Now, the ability of the reconstruction filter to exactly curve fit critically sampled signals is related to the performance of the filter itself. Only a brick wall filter can actually do that. All real filters, even digital FIR filters, have a finite transition band, although they can be really steep. Practical digital FIR filters (e.g., as used in CD players) can be practically ideal, with extremely flat frequency response in the passband, with attenuation in the stopband well below 1/2 LSB. Since the digital filters are always oversampling filters, the design parameters for the analog reconstruction filters can also be made arbitrarily easy to achieve, again with a practically flat passband, and excellent stopband performance. And both of the filters can be completely phase-linear. Digital FIR filters are intrinsically phase linear.

In short, properly designed sampled data systems can be made arbitrarily "perfect" in the literal sense, and there will be no difference between the "quality" of any low or high frequencies within the filter passband.

Do CD's reproduce lower frequencies much better than higher freque

Reply #33
If you sample at exactly 2x the input frequency, you will get DC -- a zero beat. If your sampler happens to be synchronized with zero crossings, you will get zero. If it is synchronized with peaks, you'll get a constant peak value, and so on, for everything in between. A sample-hold won't change that. It merely delays the effective sample position, and changes what DC voltage you get from your zero beat. Sample-hold does have first-order filtering side effects, but that in no way changes the sampling criteria.
If you instantaneously sample at 2x the input frequency, with sample instants synchronised to the waveform peaks, you won't get "DC" - you'll get the positive and negative waveform peaks falling on alternate samples.

You'll never get a simple DC shift - either you'll get zero when the sampling instants are synchronised to the zero crossings, or a positive / negative waveform when they fall elsewhere.
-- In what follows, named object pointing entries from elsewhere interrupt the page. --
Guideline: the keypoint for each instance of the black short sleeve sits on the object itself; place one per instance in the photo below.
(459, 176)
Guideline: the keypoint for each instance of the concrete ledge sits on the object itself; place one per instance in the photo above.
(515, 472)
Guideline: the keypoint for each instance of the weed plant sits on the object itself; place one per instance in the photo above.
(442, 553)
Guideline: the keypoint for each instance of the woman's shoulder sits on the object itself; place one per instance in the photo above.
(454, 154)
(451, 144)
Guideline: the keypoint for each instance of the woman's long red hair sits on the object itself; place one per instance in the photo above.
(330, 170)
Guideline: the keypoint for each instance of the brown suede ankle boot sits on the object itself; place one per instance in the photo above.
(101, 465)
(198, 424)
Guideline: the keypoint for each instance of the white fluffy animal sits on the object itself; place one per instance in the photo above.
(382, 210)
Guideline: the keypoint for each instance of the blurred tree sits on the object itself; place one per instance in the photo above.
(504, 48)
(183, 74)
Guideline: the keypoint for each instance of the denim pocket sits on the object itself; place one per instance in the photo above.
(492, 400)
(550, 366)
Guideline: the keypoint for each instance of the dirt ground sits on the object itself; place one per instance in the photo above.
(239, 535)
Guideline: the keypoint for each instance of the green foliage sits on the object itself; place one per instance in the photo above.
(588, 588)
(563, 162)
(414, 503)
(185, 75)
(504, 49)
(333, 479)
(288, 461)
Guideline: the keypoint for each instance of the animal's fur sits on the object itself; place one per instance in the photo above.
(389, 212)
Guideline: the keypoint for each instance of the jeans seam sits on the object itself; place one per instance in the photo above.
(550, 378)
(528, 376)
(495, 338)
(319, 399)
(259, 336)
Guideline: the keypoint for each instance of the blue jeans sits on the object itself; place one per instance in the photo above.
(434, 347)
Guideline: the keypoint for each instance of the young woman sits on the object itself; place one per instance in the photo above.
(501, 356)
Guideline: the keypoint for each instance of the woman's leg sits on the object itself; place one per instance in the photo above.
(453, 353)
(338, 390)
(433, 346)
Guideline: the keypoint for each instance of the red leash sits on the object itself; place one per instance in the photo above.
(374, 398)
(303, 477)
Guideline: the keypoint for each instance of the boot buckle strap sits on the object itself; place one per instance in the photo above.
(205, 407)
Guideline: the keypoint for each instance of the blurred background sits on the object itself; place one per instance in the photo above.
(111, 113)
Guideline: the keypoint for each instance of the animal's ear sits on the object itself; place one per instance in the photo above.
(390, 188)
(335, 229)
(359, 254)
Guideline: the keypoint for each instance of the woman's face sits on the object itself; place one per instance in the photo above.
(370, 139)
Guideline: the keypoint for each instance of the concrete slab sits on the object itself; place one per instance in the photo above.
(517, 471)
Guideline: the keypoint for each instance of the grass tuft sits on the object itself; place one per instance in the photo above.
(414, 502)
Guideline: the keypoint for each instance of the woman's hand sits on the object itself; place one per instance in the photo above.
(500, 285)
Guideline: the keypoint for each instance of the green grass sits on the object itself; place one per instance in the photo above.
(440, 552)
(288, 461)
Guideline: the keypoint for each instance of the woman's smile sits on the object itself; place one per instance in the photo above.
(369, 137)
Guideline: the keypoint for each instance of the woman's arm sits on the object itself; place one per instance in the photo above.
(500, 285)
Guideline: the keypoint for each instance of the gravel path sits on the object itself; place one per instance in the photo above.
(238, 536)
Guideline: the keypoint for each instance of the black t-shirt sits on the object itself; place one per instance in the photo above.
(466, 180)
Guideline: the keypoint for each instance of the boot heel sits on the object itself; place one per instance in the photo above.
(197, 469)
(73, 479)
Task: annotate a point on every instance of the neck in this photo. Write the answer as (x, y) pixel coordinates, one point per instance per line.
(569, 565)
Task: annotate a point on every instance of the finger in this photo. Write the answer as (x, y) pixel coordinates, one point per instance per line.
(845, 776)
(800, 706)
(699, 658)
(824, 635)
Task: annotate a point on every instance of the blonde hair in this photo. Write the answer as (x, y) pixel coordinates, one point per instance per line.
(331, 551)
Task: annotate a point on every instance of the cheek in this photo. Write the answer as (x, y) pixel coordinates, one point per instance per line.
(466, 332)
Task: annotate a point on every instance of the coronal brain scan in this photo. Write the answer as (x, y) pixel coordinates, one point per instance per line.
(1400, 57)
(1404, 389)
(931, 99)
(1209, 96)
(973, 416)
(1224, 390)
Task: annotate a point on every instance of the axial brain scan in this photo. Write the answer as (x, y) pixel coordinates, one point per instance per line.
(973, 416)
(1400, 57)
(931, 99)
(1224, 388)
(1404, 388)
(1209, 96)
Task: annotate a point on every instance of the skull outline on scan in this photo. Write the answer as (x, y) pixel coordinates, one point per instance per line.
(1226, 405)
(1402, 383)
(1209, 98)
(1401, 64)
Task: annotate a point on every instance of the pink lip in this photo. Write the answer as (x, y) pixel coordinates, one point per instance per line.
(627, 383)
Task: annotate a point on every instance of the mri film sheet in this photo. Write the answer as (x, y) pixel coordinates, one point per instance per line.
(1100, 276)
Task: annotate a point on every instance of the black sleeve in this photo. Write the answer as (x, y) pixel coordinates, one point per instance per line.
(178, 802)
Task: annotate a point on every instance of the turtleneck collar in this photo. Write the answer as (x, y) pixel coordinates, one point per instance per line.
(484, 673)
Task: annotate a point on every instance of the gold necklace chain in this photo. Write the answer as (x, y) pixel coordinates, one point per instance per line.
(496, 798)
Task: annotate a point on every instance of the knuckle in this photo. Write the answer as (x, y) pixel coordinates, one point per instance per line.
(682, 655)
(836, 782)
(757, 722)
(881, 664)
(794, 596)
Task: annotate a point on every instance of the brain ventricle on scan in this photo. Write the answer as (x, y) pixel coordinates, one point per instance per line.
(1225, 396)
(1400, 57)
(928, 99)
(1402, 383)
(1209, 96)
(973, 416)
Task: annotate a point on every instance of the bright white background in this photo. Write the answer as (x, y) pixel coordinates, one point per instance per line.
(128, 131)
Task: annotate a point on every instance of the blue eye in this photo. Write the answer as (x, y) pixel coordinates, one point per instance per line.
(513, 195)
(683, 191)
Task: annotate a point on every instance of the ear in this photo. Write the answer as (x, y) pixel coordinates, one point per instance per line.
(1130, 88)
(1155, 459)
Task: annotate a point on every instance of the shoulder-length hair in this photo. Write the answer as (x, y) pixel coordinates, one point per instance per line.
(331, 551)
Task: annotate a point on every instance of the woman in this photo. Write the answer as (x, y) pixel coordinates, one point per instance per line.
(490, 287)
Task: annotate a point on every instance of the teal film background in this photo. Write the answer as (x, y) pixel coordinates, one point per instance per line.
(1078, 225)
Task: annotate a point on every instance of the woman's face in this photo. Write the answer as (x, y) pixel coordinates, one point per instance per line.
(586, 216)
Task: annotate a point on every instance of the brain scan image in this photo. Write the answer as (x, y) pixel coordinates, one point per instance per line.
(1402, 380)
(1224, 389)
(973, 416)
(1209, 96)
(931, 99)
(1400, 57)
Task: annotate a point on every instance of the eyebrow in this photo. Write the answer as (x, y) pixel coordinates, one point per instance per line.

The exact amplitude depends on the synchronisation, which is why it's basically useless, and sampling only works properly for less than fs/2.


"a zero beat" - i.e. a simple DC shift related to the signal>sample synchronisation - happens when the input frequency is equal to the sampling frequency.


Obviously we use a filter to reject everything at and and fs/2 to prevent these problems. (I know you know that, but I state it anyway just in case someone reads this and gets the mistaken idea these are fundamental flaws!).

Cheers,
David.